Tuesday, March 10, 2009

Thinking About the Search For Bin-Laden

So, America hasn’t caught Osama Bin Laden yet. I guess our military is thinking that, although al-Qaeda holds online meetings and are still arranging incredibly successful suicide bombings, they have given up on imagining another plan to stop him.

But here’s what I’m thinking:

I’m thinking that we made a big mistake giving Bin Laden’s driver such a light sentence. A harsher penalty would have made it much harder for Osama to find a new one. He may have had to settle for Princess Di’s ex-driver to fill the position. Or Lindsay Lohan. He may have even had to hitch a ride with one of his bombing teams. And, as you know, accidents will happen.

I’m thinking that Osama Bin Laden isn’t conducting a religious war as he claims. It’s obvious he just suffers from depression.
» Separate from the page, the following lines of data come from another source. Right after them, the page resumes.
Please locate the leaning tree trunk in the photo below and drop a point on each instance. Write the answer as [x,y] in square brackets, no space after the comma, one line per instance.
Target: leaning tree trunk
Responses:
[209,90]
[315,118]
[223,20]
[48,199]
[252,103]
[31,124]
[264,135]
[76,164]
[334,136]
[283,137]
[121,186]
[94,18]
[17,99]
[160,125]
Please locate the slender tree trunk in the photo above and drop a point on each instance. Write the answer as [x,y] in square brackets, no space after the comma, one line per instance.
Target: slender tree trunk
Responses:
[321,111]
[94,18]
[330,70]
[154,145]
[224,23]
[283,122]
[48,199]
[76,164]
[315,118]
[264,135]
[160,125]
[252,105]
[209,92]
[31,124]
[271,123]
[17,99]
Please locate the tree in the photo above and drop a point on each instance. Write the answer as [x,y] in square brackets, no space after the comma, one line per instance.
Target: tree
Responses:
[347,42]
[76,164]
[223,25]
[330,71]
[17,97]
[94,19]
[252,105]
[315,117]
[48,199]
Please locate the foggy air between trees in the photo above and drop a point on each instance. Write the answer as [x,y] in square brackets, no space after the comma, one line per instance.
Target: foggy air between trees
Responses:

Of course, he has every reason to be depressed. He comes from oil-rich Saudi Arabia and his family chose to go into the construction business. His mental illness has turned out to be a help in his war, though. He’s been able to recruit a lot of personnel from his depression support group. He likes to hire them because he’s free to embezzle their pension funds. But the aggression of his bevy of suicidal women could solely be due to PMS or, worse, menopause. American planes could try air-dropping Midol, diuretics, and anti-depressants. Prescription drugs are really cheap at Wal-Mart, so think of the reduction to the war debt. And if the pills don’t end the bombings completely, they may at least stall them until the following month.

I’m thinking we should concentrate on eliminating Bin Laden’s followers. We could send elite teams into the Pakistani mountains to start dealing all our confiscated prescription painkillers, crack, crystal meth, and heroin to the militants. I bet we could get all the extremists hooked for a tenth of what we’ve been spending on weaponry and personnel. Then, we could start turning a profit even. First from the drug sales, and then from the income from the necessary rehab centers. There’s no risk they won’t become addicts. Because, after all, they do everything to extreme.

But most of all I’m thinking that the Webmaster hosting the al-Qaeda website may be our only hope for victory. I can imagine that he’s getting tired of Bin Laden’s complaints. “I don’t get enough visitor hits. My last video made me look fat. Obama spammed my e-mails. “ The company may finally sabotage Bin Laden by giving him a Dell laptop loaded with Windows Vista. The next thing we’ll hear is that Bin Laden died of a self-inflicted wound when his computer locked up while trying to get in a last-minute bid for an online auction. The terrorist was very excited at the time as he had just found a listing for Puerto Rico in eBay’s Real Estate section. Well, we had all been wondering how the White House was planning to finance the War.